Repository files navigation

Better Uncertainty Calibration via Proper Scores for Classification and Beyond

The official source code to Better Uncertainty Calibration via Proper Scores for Classification and Beyond (NeurIPS'22).

Also available on OpenReview.

The classification experiments are all done in Python, while the variance regression ones are in Julia. This is because the regression case is built upon Wiedmann et al 2021. We split up the (install) description of the figures in these two categories: Classification (ECE simulation, CIFAR-10/100, ImageNet), and variance regression (extended Friedman 1, Residiential Housing). This way, you do not have to install Julia if you are only interested in the classification case, or vice versa.

Classification

Install

After cloning this repository, create a conda environment via the provided yaml file. For this, install Anaconda and run conda env create -f condaenv.yml (like here). Then, activate the enironment with conda activate unc_cal.

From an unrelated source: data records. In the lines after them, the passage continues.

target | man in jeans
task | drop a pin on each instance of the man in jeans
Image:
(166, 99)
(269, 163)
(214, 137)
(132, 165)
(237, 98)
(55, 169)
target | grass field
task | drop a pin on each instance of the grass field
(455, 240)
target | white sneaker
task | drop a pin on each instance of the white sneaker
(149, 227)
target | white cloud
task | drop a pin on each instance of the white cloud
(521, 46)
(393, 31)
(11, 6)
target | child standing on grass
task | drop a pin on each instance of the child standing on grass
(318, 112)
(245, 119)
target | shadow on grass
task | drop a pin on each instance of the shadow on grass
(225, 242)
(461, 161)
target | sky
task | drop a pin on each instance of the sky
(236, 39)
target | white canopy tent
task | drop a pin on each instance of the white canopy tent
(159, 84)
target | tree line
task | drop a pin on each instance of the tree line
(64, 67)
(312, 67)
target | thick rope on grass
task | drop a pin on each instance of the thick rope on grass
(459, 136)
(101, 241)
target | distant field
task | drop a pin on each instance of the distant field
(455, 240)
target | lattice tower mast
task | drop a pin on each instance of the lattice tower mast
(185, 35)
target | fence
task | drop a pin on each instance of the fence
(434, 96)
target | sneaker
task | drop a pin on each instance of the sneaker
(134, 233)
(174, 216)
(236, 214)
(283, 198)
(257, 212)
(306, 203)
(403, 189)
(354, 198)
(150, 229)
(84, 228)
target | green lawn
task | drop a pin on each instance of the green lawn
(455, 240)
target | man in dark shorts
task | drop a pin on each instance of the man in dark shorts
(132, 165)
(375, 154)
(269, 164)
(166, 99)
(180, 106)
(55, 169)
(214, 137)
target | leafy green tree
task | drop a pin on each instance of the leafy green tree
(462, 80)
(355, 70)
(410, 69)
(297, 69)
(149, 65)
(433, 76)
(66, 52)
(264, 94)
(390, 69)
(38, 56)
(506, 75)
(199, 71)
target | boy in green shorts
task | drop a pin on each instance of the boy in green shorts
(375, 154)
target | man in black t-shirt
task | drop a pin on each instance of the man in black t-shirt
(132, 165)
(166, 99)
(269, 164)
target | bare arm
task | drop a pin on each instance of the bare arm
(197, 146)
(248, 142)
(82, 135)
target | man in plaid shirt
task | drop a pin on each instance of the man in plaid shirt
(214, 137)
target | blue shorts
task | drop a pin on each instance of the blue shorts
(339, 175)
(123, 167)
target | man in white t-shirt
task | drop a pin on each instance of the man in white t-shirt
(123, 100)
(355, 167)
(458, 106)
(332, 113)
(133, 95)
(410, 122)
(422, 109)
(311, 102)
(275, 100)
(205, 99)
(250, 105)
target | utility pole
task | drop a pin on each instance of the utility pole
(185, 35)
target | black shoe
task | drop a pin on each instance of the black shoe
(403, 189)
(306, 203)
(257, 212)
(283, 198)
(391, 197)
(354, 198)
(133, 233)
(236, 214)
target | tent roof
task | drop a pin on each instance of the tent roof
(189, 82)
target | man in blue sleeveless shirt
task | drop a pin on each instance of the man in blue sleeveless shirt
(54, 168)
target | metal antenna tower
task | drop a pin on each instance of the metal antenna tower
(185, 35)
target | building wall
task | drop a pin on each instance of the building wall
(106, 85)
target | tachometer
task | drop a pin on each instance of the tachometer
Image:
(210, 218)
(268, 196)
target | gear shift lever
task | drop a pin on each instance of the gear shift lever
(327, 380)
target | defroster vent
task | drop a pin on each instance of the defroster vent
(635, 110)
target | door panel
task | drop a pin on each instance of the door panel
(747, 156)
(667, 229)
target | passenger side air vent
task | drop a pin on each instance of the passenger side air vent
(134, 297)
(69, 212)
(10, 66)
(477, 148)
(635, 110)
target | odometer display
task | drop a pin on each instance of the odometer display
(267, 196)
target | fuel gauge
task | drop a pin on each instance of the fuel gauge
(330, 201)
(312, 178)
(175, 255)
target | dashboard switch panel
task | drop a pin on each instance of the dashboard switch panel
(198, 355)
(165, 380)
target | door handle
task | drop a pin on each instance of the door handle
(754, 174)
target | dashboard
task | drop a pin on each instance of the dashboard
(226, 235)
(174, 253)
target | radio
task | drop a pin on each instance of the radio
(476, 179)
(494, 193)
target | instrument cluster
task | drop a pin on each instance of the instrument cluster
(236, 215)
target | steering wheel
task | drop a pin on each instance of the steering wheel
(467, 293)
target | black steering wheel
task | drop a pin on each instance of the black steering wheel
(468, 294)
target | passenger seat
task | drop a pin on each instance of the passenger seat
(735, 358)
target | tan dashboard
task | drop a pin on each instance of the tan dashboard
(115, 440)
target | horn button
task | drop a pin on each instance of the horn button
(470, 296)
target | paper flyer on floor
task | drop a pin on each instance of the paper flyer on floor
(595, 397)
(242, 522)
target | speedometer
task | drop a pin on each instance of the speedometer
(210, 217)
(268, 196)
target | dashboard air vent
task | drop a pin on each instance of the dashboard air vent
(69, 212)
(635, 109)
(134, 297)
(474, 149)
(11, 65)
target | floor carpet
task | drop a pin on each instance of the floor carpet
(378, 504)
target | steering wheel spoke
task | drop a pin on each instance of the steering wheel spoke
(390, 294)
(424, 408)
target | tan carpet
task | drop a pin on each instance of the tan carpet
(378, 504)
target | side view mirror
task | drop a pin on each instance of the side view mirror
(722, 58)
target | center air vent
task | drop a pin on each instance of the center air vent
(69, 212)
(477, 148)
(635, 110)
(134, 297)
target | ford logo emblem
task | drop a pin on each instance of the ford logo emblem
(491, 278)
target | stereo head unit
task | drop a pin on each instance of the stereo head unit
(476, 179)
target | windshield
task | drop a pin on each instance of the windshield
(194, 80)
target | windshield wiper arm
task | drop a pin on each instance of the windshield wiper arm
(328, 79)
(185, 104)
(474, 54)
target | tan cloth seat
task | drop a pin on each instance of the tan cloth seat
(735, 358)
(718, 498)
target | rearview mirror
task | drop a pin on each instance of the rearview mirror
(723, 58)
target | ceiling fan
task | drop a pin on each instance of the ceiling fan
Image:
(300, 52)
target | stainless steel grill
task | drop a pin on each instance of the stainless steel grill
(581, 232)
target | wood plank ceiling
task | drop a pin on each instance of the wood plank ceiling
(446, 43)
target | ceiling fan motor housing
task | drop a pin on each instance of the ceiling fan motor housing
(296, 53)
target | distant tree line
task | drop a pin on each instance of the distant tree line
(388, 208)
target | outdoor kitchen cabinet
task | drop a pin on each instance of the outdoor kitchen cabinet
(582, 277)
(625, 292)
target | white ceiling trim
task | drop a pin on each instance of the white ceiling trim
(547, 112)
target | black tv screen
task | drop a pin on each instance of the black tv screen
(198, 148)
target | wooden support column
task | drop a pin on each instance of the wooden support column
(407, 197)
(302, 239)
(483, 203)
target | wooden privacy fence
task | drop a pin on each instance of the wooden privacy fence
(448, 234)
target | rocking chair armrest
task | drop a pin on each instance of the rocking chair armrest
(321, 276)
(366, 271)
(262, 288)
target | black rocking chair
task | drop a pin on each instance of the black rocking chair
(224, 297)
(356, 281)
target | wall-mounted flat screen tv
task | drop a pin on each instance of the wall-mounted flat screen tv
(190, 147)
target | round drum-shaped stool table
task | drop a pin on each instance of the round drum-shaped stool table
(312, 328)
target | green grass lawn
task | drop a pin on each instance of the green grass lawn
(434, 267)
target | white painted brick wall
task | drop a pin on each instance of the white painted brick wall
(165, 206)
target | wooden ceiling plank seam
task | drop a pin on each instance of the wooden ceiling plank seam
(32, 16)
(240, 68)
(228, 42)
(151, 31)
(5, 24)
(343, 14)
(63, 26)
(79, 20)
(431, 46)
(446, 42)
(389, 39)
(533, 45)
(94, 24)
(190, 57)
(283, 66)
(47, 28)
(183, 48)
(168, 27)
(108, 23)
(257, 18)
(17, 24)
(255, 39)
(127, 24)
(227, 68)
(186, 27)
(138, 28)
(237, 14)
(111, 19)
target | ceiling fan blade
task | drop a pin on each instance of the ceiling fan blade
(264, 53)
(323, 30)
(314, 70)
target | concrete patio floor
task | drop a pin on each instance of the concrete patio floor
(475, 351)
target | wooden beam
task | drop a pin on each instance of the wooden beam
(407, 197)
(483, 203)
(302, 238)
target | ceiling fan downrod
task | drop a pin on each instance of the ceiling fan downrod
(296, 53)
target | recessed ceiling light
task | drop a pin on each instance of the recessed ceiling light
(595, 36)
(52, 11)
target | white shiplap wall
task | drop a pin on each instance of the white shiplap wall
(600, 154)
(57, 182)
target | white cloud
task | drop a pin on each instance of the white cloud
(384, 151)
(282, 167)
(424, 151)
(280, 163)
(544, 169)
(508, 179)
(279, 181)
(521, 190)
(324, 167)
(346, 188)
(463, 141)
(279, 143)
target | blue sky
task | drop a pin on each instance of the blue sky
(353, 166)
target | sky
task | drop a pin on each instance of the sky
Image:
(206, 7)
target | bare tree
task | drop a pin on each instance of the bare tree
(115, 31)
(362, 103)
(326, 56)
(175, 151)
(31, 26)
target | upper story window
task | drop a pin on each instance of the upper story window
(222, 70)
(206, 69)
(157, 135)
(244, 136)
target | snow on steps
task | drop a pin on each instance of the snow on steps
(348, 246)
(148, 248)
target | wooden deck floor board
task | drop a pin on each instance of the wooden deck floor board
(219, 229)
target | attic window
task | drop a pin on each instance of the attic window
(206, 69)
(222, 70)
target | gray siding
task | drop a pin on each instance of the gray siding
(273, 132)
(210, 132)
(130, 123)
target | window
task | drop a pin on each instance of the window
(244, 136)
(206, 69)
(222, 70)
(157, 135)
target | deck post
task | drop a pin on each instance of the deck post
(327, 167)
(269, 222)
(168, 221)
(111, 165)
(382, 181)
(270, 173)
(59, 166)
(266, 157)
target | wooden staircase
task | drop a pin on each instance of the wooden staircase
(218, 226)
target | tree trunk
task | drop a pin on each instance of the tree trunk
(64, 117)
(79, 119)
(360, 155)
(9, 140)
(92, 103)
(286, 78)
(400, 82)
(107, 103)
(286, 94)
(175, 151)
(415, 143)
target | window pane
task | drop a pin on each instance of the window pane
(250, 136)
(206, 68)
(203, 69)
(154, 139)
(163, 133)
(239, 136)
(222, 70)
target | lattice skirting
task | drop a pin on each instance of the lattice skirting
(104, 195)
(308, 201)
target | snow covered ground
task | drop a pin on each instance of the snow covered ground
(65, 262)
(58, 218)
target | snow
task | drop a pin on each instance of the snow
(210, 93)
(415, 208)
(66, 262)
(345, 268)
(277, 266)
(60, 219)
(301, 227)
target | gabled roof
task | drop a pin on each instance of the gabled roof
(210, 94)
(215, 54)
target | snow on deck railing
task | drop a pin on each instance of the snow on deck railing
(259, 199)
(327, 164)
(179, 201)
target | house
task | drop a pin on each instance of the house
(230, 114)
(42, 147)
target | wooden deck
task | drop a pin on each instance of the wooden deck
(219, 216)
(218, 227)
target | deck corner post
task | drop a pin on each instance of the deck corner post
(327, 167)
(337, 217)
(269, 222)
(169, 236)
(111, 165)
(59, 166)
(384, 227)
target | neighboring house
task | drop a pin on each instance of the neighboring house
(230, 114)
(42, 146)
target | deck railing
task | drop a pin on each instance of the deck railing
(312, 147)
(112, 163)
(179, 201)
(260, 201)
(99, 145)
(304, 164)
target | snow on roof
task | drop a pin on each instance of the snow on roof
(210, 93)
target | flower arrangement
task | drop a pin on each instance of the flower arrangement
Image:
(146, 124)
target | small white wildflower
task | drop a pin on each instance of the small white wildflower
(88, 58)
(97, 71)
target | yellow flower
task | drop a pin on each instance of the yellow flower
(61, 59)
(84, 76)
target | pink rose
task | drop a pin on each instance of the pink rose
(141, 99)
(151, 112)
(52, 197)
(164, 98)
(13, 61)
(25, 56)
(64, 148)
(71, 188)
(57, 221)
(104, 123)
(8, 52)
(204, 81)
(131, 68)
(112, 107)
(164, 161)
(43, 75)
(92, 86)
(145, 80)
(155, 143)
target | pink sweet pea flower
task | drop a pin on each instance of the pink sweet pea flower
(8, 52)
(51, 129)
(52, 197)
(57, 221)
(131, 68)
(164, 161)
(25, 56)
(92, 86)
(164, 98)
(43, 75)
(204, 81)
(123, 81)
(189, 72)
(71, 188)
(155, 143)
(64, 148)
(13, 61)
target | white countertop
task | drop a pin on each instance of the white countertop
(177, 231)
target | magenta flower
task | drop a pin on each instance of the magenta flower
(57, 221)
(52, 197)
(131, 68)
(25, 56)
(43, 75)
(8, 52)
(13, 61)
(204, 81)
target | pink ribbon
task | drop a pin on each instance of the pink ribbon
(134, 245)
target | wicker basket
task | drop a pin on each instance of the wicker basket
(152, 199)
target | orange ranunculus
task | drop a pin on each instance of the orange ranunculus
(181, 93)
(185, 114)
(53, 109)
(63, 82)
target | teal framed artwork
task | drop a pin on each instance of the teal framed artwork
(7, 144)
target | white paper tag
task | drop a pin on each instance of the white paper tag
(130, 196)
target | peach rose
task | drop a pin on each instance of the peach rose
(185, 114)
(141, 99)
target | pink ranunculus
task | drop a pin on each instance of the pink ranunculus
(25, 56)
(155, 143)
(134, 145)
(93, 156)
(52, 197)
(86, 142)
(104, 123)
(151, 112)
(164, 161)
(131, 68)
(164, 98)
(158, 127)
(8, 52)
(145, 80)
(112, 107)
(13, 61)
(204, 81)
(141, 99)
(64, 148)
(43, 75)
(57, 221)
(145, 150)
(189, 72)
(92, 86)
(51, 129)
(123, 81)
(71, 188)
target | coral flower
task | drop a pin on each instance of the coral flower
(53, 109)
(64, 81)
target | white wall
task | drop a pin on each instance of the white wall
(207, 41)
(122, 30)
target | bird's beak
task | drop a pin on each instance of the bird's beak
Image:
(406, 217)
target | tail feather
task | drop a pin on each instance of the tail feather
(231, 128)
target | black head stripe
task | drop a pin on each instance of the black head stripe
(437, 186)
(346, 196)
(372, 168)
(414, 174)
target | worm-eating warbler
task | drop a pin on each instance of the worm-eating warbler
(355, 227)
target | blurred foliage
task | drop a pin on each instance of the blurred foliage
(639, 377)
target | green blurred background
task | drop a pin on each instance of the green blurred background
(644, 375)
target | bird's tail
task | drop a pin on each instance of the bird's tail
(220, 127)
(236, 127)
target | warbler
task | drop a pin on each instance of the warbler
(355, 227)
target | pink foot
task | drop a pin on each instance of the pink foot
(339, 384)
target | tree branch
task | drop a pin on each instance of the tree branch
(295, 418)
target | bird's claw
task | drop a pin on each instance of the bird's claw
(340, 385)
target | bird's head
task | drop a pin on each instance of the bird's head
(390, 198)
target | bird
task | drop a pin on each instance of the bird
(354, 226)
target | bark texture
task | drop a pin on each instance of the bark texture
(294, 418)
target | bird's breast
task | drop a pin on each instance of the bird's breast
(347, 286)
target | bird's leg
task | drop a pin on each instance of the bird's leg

ECE estimation of simulated models (Figure 2)

Open and run the jupyter notebook ECE bias ground truth simulation.ipynb. The plot is directly displayed in the last cell. The simulation is light-weight and can be finished quickly on a typical laptop. Indeed, we ran the simulation on an M1 MacBook Pro 2021 in minutes.

Real-world data (Figure 1, 3, 5, 6, and 7)

This section is about the real-world classification calibration experiments.

Logits

The logits are pretrained from Kull et al 2019 and Rahimi et al 2020. For quality of life and backup redundancy, we also provide them in this Google Drive folder. To download the folder, simply run gdown https://drive.google.com/drive/u/1/folders/10XVg_anBCWmjzjh_Hb-A7GYcgjHLypax -O logits --folder.

Running the experiments (Figure 1, 3, 5, 6, and 7)

All results will be located in the results/ folder. To run all of the experiments, execute bash run_experiments.sh. We used a CPU with 80 threads, which required several days to finish the experiments. Since the runtime can be infeasible for some CPUs, we also provide our result files in this Google drive folder. To download the folder, simply run gdown https://drive.google.com/drive/folders/1pP3RhgIdTXpKLArmiyECTo94VcAf0zll -O results --folder.

Alternatively, you can lower the parameter start_rep to lower runtime. This will increase the variance of the results. The command can also be executed multiple times (results are appended instead of overwritten; we ran it twice). The seeds are set according to the local time and differ for each rerun. The sample size should be large enough such that the seed does not matter. Setting seeds manually is supported and ours are stored in our result files.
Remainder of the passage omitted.